The RHSV opposes this vandalism in the strongest terms.

the proposal is deleterious to the historic character of the market and to the current and future functioning of the market. It should be rejected.

15 February 2018


Queen Victoria Market
Location: Melbourne 

Mr Nicholas McLennan,
Principal Urban Planner,
City Operations Group,
City of Melbourne,
Council House 2, 240 Little Collins Street,
Melbourne 3000.

Thursday, 15 February 2018

Dear Mr McLennan,


I write as Chair of the RHSV’s Heritage Committee to object to this proposal.

The Royal Historical Society of Victoria (RHSV) is the peak body representing approximately 340 community historical societies throughout the state. It has been active on history and heritage issues since its formation in 1909. The Heritage Committee is accountable to RHSV Council and has specific responsibility for preparing submissions and liaising with other relevant heritage bodies concerning the uses and preservation of heritage-protected buildings and sites.

The RHSV objects in the first instance to Council’s being the responsible authority for this Council proposal.
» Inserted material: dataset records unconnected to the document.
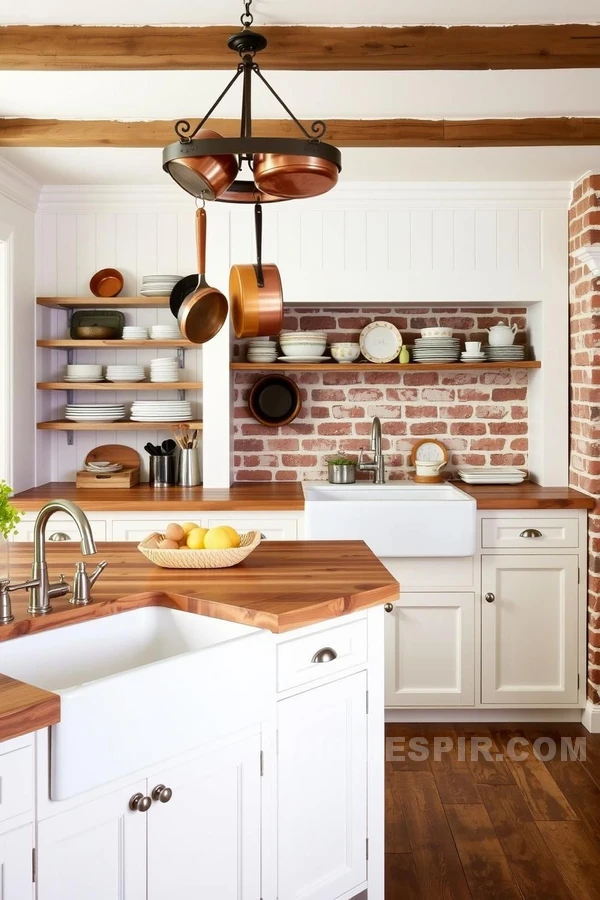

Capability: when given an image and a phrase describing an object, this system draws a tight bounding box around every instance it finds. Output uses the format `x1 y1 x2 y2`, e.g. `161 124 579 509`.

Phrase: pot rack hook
195 196 206 209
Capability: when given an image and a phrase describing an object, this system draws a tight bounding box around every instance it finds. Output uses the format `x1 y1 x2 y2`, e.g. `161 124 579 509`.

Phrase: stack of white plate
150 324 182 341
150 358 180 383
130 400 192 422
278 330 328 362
122 326 149 341
247 339 278 364
65 404 126 423
65 364 103 383
140 276 183 298
105 365 146 383
458 467 527 485
412 337 461 363
484 345 526 362
84 461 122 473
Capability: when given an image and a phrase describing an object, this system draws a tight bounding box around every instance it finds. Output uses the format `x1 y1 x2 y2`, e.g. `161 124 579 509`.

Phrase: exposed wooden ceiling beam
2 117 600 148
1 24 600 71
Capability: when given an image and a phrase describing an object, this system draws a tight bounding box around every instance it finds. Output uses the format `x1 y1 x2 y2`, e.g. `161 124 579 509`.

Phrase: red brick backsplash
233 306 528 483
569 172 600 705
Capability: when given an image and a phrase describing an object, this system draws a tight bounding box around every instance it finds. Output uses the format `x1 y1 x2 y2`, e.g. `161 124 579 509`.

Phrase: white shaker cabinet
147 733 261 900
481 554 580 705
384 592 475 707
36 780 147 900
277 672 368 900
0 824 34 900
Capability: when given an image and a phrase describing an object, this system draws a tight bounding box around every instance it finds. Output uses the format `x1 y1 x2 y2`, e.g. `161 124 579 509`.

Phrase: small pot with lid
487 321 518 347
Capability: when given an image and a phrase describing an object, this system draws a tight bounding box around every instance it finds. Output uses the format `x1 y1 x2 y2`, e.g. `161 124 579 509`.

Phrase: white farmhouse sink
0 607 272 799
303 482 476 557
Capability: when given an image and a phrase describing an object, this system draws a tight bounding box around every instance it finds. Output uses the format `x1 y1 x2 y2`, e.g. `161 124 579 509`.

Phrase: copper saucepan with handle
229 202 283 339
178 206 228 344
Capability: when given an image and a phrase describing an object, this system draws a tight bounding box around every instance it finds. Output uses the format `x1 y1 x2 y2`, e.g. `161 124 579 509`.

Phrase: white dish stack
149 325 182 341
278 331 329 362
246 339 278 364
485 345 526 362
105 365 145 383
64 364 103 383
413 334 460 363
130 401 192 422
458 467 527 485
65 404 126 423
122 326 149 341
140 276 183 298
150 358 180 383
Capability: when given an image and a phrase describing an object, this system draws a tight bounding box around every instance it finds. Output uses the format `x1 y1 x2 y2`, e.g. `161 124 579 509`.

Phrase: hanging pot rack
162 0 342 203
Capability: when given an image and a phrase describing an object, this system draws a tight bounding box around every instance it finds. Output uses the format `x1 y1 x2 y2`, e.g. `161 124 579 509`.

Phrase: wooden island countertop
0 540 398 743
11 481 595 511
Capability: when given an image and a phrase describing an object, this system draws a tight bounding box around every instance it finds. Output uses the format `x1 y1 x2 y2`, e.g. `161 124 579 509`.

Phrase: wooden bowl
89 268 124 298
138 530 261 569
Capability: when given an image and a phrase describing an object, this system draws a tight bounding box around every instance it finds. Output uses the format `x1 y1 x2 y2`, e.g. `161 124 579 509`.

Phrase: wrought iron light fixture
162 0 342 203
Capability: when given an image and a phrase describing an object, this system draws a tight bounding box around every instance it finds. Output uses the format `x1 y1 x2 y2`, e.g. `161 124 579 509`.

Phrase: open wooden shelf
37 339 194 349
37 382 202 391
230 361 541 372
37 420 203 431
37 297 171 309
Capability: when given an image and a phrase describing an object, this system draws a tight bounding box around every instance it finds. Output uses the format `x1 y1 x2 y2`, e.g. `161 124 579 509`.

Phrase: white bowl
420 327 453 338
330 343 360 362
280 342 327 357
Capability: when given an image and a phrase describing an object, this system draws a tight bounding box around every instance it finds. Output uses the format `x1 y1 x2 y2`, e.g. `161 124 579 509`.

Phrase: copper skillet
229 202 283 339
174 207 228 344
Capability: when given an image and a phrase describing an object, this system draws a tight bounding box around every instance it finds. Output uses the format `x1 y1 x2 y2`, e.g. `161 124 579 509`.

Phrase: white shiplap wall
35 183 570 487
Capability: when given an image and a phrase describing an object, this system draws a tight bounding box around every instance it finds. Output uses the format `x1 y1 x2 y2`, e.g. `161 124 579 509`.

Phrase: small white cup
415 460 445 477
465 341 481 354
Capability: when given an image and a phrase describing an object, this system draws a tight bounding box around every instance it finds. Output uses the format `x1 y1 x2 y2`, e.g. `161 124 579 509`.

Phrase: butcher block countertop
0 540 398 743
12 481 595 511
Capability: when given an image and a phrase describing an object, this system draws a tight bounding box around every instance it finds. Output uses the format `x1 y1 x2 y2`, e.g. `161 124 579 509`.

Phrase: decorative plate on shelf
410 439 448 467
359 321 402 363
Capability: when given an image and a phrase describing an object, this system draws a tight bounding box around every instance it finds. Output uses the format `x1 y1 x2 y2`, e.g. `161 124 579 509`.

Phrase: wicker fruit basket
138 530 262 569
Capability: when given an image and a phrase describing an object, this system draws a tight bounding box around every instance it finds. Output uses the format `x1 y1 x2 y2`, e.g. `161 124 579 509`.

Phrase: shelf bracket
66 349 74 365
177 389 186 401
177 348 185 369
66 390 74 404
66 430 74 446
66 308 74 328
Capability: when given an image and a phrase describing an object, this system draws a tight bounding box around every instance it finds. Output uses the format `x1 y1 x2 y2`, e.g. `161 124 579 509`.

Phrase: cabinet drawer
276 617 367 692
204 516 297 541
13 518 106 543
481 517 579 550
0 741 33 824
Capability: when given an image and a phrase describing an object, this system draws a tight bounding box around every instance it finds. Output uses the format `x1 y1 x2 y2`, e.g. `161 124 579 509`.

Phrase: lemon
181 521 200 536
186 527 209 550
204 526 236 550
220 525 241 548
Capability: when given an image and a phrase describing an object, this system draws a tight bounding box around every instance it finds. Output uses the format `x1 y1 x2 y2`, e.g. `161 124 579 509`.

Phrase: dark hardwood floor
385 723 600 900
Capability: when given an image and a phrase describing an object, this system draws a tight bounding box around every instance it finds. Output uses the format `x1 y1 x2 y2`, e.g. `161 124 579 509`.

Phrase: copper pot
167 129 238 201
253 153 339 200
229 203 283 339
178 207 228 344
248 374 302 428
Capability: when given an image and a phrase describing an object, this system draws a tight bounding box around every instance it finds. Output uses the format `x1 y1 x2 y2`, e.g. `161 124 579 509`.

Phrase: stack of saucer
130 400 192 422
140 276 183 298
412 336 460 363
84 460 122 473
485 345 526 362
65 364 103 383
150 358 180 383
150 324 182 341
122 326 149 341
105 365 146 383
461 349 487 363
65 403 126 423
247 339 278 364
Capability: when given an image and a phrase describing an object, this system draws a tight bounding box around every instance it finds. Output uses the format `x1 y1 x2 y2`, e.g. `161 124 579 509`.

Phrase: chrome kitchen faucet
357 416 386 484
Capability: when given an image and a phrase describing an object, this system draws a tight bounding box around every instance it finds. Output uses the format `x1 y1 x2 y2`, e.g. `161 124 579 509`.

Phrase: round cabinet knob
152 784 173 803
129 793 152 812
485 592 496 603
384 603 394 613
311 647 338 664
520 528 542 538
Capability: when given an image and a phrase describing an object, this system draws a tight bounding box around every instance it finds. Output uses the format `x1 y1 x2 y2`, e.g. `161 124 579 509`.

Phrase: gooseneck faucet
29 500 98 615
357 416 386 484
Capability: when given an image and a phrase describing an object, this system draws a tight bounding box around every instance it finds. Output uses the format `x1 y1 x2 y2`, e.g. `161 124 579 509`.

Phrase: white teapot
486 321 518 347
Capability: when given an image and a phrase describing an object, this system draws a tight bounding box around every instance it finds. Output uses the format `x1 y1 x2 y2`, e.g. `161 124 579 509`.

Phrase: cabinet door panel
148 734 261 900
277 672 367 900
481 555 579 704
0 825 33 900
37 782 146 900
385 593 475 707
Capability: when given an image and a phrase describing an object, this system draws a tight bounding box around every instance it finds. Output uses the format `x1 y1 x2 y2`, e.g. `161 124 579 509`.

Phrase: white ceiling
1 0 599 25
2 146 599 185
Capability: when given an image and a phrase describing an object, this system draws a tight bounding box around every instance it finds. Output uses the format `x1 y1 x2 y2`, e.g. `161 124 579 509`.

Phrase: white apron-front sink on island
303 481 476 557
0 607 272 799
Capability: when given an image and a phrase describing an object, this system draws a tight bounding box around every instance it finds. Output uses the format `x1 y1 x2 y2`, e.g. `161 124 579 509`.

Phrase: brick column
569 173 600 704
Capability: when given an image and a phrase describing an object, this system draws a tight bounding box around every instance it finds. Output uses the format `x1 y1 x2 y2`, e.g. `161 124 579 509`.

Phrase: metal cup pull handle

Surely, in a matter of such significance for the City, the decision should be referred to an independent body.

The RHSV objects to the proposal in its totality on the grounds that it is completely unnecessary. Consonant with our strong objection to the proposed redevelopment of the Queen Victoria Market (submitted to Heritage Victoria and enclosed for your attention), and in particular to the relegation of support activities to an underground area, we suggest that the proposed pavillion would not be required if the sheds were renovated on a staged basis. Given that many traders have been squeezed out of the market, there would be ample room to accommodate those remaining while each shed is renovated.

The proposal to excavate three levels below the sheds and relocate services there was driven by the former Lord Mayor’s vision, to ‘reduce servicing intrusions in public areas’ and create ‘a brighter, lighter, cleaner, greener and more pleasant environment that is clearly historic, yet subtly contemporary’.1  Faced with public revulsion at the sterilisation of the Queen Victoria Market, Council retreated. The proposed underground redevelopment no longer has any justification. The proposed pavillion is thus unnecessary. The expenditure of $5.5 million on a ‘temporary’ facility is a waste of money.
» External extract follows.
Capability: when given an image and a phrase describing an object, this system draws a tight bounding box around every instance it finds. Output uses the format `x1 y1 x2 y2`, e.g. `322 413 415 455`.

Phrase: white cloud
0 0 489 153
If a permit is nevertheless granted, we submit that it must include a requirement to demolish the structure within five years. The proposal is to build a modern structure completely out of character with the heritage area and to place it at the heart of the historic building fabric. It would constitute such an egregious intrusion into the heritage area that its continuation cannot be countenanced. If Council truly intend it to be temporary, then inserting a requirement to demolish it in five years
cannot be refused.

The RHSV objects not only to the proposal in its totality, but also on the following specific grounds:

• The loss of seven plane trees is unacceptable. To demolish seven mature trees providing valuable shade and character at the heart of the market would be appalling, particularly given that it would be to make way for a temporary structure. The only justification given is the ‘recommendations of the both the project arborist (Tree Logic) and Council’s arborist’. These reports are not available on the Council web site, but we note that, with the original proposal for a much larger pavillion, the trees were to be cared for and maintained against incidental damage during construction! It beggars belief that suddenly a problem has been detected in the trees. The RHSV opposes this vandalism in the strongest terms.

• The design is completely at odds with the market and even if temporary will impact the market adversely. The five-year period where large parts of the market would be construction sites will make it very difficult to maintain the market’s viability, and insertion of such a structure at the heart of the market, dividing the fresh food stalls from the meat and fish market and the deli, would compound the effect.

In short, the proposal is deleterious to the historic character of the market and to the current and future functioning of the market. It should be rejected.

Yours faithfully,

(Professor) Charles Sowerwine,
Chair, Heritage Committee,
Royal Historical Society of Victoria.

Reference:1 Precinct Renewal Master Plan (approved MCC 28 July 2015), pp. 16, 32.